Indeed, finding evidence concerning processes that occurred so very far before Darwinian time is very difficult. Lacking direct evidence, our best recourse is expert opinion. Even giving Martin’s expertise due credit, I easily found an expert who diverged from his assessment of how unlikely some things are to happen in nature.
Of course, compelling evidence could emerge at any time that the odds are much higher for a random process to produce intelligent life than Martin believes. Ironically, Martin puts himself in the same vulnerable position as anti-evolutionists were a century and a half ago – just waiting for evidence to accumulate to contradict him. A related question: should the burden of finding evidence even fall on the random-chance advocates, or on Martin’s side?
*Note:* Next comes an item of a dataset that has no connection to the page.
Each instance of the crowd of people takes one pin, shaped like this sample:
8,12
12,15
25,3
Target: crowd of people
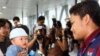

At least for now, Martin argues that the random-chance hypothesis is as much faith as religious faith is. In fact, he says this explicitly: One may hold that a crucial, aspect of DNA “could have occurred without a purposeful choice. [However, this requires] a leap of faith at least as ballistic as any theistic believer ever had to make” (pp.276-277). And this statement, attached to a discussion of DNA, seems to sum up Martin’s entire argument, after covering many fields of science. At the extreme limits of our knowledge, science’s usually reliable methodology seems to depend on faith as much as religious belief does.
One is reminded of the apostle Paul’s words: “we live by faith and not by sight” (2 Cor. 5:7). This text surely applies in everyday living as well as in pondering creation. For the believer, Martin also gives a new layer of interpretation to the ancient psalmist’s praise of God’s handiwork in nature: “The heavens are telling the glory of God” (Ps.19:1). And, “I am fearfully and wonderfully made” (Ps. 139):14).
James Martin’s book Revelation Through Science is available at the Forsyth County Public Library. A similar, shorter and less technical, book is Francis Collins’s work The Language of God. Collins headed the 1990s project that mapped the entire human genome for the first time.